Bruxelles et les capitales européennes peuvent d’ores et déjà s’inquiéter : l’accord divise. Le Parlement européen a ainsi déploré le rabotage de nombreux budgets européens et a même menacé de bloquer l’accord si l’Union ne se dotait pas de plus de moyens. La proposition des Vingt-Sept fait en effet pâle figure devant les 2 000 milliards que demandait le législateur communautaire il y a quelques semaines. Manuel Bompard, député insoumis, reconnait que les parlementaires sont très déçus par cet accord (comme en témoigne la résolution portée par cinq groupes politiques, allant de la gauche radicale à la droite) mais il doute fortement d’un véto du Parlement européen. Bloquer cet accord voudrait dire bloquer la mutualisation des dettes, aussi imparfaite qu'elle soit, sans aucune garantie qu'un meilleur accord sera trouvé. Il est en effet improbable que les "frugaux" acceptent d'augmenter le budget pluriannuel ou le montant des subventions sans exiger des contreparties austéritaires. Le Parlement européen va probablement voter, à contrecoeur, en faveur du budget européen et du plan de relance, sous peine de lancer une crise politique qui s'ajoutera à la crise économique.
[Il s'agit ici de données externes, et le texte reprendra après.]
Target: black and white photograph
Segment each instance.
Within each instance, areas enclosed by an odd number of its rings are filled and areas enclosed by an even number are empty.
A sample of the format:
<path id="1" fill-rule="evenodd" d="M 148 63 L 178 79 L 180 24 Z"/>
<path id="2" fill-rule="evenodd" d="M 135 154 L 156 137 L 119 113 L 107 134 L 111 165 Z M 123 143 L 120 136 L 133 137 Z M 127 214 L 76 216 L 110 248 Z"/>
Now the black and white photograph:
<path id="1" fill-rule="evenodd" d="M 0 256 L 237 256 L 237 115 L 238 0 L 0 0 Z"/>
Mais c’est surtout un blocage des parlements nationaux qui inquiète Bruxelles. La capitale européenne se souvient du véto wallon sur le CETA, cet accord commercial entre l'Union européenne et le Canada, qui avait totalement paralysé l'accord commercial. Un scénario identique n'est pas impossible, une partie de l'opinion publique nord-européenne est vent debout contre cet accord, qui institue une solidarité européenne qui déplait. Un blocage batave de l'accord doit être pris en compte : un récent sondage montrait que 61% des Néerlandais n'était pas favorable à la proposition de la Commission (avant que le texte soit amendé). Et bien que les Pays-Bas ait obtenu certaines garanties non négligeables, comme un rabais, un contrôle des subventions ainsi que des coupes dans le budget européen, c'est bien le coeur du plan de relance (le fait de subventionner les pays du Sud) qui inquiètent à travers le pays plat. Les deux formations d'extrême-droites (FvD et PVV) d'ores  et déjà annoncé qu'elles voterait contre ce texte. Même son de cloche des partis européistes comme le D66 (membre de la coalition du cabinet Rutte IV) ou les Verts qui critiquent un budget décevant et insuffisant. 

D'une tradition eurocritique forte, les Pays-Bas inquiètent Bruxelles. Ce même pays avait refusé par voie référendaire la Constitution européenne en 2005 ainsi que l'accord d'association avec l'Ukraine et il n'est pas impossible qu'il bloque le budget européen et le plan de relance. À quelques mois de nouvelles élections législatives, le vote critique à l'égard de l'UE (du moins dans sa construction actuelle) semble être devenu incontournable et chaque parti tente tant bien que mal de l'incarner.